ピーター・オトゥール、オマー・シャリフという『アラビアのロレンス』の主演コンビに加えてクリストファー・リーまで出演しているというのに、どうして公開までこぎつけなかったのか不思議だ。今となっては鬼籍に入った三人の奇跡のアンサンブルを楽しむ。

 さて、どんなものかと思ったらケバケバしくグロテスクさも織り交ぜた実にホドロフスキーらしい映画。グラマラスな女性たちを愛するのもいかにもといった風情。(笑)

 飼い犬と娼婦に愛情を抱き、おべっかを使う人間どもには冷たい仕打ちの大富豪が病気で余命いくばくもなくなる。周囲は莫大な遺産のゆくえが気になる。
大金をめぐっての醜い人間の争いの中、遺産相続の筆頭である甥はフーテン男と地下水道に身を隠す…。

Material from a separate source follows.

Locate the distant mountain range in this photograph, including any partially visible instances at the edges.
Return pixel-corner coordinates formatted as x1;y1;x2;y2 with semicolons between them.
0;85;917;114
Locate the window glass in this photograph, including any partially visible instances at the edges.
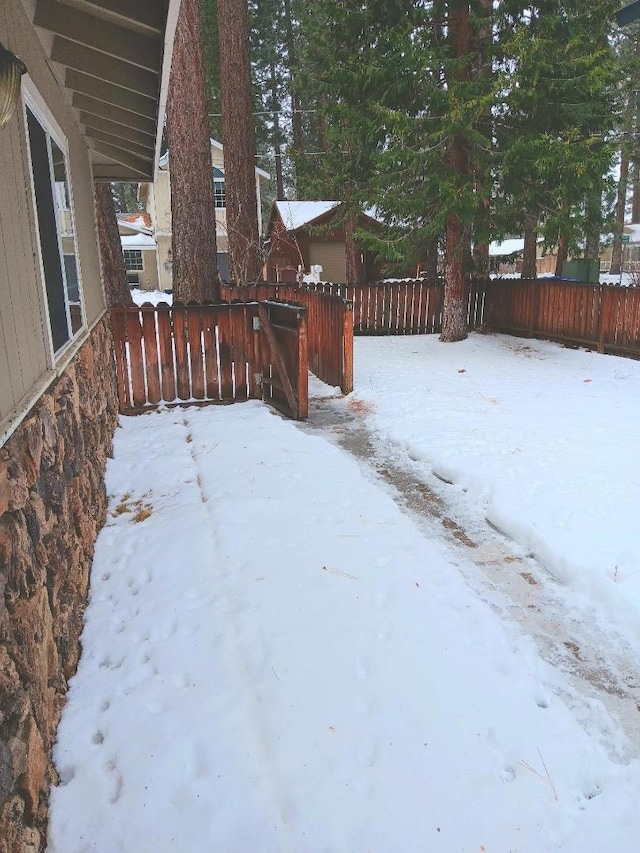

 ある種の寓話で、メッセージも古典的なものだが、ホドロフスキーらしい毒もありまずまず楽しめる。現実が舞台なのに幻想的に見えるのもホドロフスキーならでは。
ポーランドで組んだというロンドンの街並みや下水道のセットも見どころ。
その狭苦しいセットのおかげで舞台的要素が強まり、ディケンズの作品も想起させる。
三人の名優の中ではオマー・シャリフがもっとも生き生きとしている。

 富豪の甥と、召使のように使える男の奇妙な友情物語に虹を渡った故人らを偲ぶ。